In the Volvo case, Volvo and its local dealer were accused of literally taking Volvo 200 series cars, replacing the 200 emblem with a 700 emblem, and charging customers more. At the time, Volvo was the No. 1 selling car in Puerto Rico.  To me, the essence of the case was that “Puerto Rico was a No. 1 customer for Volvo, so why did Volvo give Puerto Rican customers second-class treatment?” As you know, Puerto Ricans serve in the U.S. military, but don’t get to vote for President, in effect, a paradigm of second-class treatment, which I build on.  Core values and common experiences of your jurors is an essential part of your theme at trial.

LD: What do you do for fun outside the office?

AK: I like to run. Currently, I do seven miles a day, five days a week. My kids are 17 and 15 and, college departures are right around the corner, so I like to spend time with them. We all like to ski. We also travel together to fun places. Finally, I’m a pilot and I like to fly when I can. I really like old warbirds.

LD: Are there any pro bono or public interest activities you can discuss?
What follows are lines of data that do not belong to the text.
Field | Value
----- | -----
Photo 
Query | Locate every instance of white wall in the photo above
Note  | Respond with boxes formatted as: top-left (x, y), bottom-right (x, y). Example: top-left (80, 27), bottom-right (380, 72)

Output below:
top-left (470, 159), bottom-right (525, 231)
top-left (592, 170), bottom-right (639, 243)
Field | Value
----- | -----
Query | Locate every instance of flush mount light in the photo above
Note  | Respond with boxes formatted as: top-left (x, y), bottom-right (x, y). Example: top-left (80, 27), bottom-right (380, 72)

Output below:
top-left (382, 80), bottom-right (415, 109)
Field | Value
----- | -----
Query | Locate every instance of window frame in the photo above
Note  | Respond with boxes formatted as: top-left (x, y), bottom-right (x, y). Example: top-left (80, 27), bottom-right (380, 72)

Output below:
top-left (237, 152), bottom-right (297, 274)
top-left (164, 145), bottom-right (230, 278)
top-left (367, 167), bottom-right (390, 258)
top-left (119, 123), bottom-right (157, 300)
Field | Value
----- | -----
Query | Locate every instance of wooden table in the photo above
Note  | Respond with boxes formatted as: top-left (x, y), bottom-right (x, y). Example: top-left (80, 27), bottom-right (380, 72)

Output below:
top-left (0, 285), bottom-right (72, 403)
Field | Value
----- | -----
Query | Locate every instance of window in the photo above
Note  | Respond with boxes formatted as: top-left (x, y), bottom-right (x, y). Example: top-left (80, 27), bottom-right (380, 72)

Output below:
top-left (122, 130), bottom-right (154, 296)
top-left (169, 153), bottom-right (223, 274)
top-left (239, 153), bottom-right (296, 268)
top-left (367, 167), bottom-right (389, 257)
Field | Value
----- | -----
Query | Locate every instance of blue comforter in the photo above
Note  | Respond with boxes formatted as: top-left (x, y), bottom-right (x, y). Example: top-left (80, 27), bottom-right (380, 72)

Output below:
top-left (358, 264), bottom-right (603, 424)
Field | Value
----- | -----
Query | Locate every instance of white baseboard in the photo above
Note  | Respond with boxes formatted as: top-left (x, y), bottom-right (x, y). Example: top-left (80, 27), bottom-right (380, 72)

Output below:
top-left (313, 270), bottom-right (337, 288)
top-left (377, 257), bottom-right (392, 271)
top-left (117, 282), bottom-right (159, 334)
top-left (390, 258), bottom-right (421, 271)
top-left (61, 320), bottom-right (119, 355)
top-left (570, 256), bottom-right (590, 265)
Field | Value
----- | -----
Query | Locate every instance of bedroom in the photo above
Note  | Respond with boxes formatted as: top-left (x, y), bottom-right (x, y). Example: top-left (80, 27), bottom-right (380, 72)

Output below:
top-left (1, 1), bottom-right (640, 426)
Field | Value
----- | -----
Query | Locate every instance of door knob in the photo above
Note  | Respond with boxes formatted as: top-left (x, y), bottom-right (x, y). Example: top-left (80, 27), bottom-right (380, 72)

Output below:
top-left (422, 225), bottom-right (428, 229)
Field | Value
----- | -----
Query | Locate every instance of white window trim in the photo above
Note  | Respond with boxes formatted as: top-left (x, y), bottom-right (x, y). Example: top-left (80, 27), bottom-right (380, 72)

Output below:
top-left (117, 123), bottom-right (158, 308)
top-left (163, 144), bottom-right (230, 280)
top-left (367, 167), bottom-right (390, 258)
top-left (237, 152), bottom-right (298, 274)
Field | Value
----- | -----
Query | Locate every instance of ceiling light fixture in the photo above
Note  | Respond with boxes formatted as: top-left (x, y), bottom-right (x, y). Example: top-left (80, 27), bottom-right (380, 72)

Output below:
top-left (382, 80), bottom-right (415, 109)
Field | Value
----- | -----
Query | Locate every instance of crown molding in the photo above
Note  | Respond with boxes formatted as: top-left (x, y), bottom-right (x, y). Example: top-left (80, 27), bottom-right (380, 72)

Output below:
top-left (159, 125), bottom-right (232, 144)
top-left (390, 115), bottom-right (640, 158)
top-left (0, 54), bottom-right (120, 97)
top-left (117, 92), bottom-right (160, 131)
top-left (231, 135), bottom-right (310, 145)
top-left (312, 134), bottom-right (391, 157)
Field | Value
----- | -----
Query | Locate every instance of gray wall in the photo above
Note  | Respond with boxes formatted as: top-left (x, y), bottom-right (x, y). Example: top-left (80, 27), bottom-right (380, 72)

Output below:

AK: We are prosecuting a landmark global warming case with the awesome lawyers at the Conservation Law Foundation.

As a firm we are very involved in the community. I am a founding Board Member at the Ogden Museum of Southern Art. I previously served on the Board of Directors of a local bank. My partner, Conlee Whiteley, who is a Lawdragon 500 lawyer, also serves on several major non-profit boards and the firm supports a diverse array of local charities.

LD:  Do you have a favorite book or movie about the justice system?

AK: I really like John Rawls’ “A Theory of Justice,” maybe because I was lucky enough to study with him, and maybe because I am corny enough to believe lawyers should care about things like justice. I also collect old law books and love to read old opening statements and cross examinations.  We do a lot of insurance litigation, and one of my best closings was almost entirely from an Abe Lincoln closing argument. My favorite movie is “My Cousin Vinny,” though it would be perfect if Vinny had been from Jersey, like me, instead of New York.